Using OnStar, police tracked the vehicle to a residence on Mississauga Road in Missisaugas of the Credit First Nation. Members of McKenzie’s family reside at the address. A CCTV system on the property showed two people exit the vehicle. Stewart-Sperry is later seen putting a blue tarp over the vehicle and trying to change the tire.
By the time police arrived, both suspects were gone, but a police helicopter picked up two heat signatures in the nearby woods behind the property.
Stewart-Sperry surrendered first at 6:26 p.m. She had a backpack with her containing a stolen vehicle ownership, an iPhone, and the Silverado keys.
A gunshot was then heard from the woods, and McKenzie emerged from the woods with his hands raised, throwing an object through the air, later identified as a Glock 19 handgun.
That gun was reviewed by a forensic team who matched a cartridge case found at the scene of Pierzchala’s shooting to it.

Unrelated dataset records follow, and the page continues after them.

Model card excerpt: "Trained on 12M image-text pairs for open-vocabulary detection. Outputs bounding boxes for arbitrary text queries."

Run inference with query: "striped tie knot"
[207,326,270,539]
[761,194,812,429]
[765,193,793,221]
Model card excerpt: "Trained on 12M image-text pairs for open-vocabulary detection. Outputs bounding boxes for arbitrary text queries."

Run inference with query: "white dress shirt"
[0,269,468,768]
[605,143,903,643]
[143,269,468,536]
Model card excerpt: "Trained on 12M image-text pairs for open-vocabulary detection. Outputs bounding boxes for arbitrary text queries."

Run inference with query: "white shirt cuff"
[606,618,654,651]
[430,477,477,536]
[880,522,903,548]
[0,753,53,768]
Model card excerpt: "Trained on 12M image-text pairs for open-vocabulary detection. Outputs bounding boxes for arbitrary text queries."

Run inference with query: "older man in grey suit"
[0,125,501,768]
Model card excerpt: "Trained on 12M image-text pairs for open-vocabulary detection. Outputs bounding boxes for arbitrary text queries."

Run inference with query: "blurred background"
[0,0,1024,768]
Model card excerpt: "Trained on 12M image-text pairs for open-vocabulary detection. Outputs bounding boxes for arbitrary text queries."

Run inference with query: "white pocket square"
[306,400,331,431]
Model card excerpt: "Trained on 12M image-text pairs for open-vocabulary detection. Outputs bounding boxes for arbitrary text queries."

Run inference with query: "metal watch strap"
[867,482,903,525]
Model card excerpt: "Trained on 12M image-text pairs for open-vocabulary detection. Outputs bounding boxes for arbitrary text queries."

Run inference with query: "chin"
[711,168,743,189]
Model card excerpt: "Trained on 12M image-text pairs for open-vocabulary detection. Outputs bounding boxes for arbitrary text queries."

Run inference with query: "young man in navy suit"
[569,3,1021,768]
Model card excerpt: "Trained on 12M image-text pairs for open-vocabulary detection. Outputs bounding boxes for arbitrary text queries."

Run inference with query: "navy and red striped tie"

McKenzie’s DNA was found on the gun, as well as inside the Nissan Armada in the ditch and in the stolen Silverado.
McKenzie’s sweater worn at the time of his arrest had a hole in the centre, and gunshot residue inside.
On McKenzie’s cell phone, officers found several text messages related to perpetrating violence against police officers, such as, “I can’t have love when all I can do is talk about shooting it out with the cops.”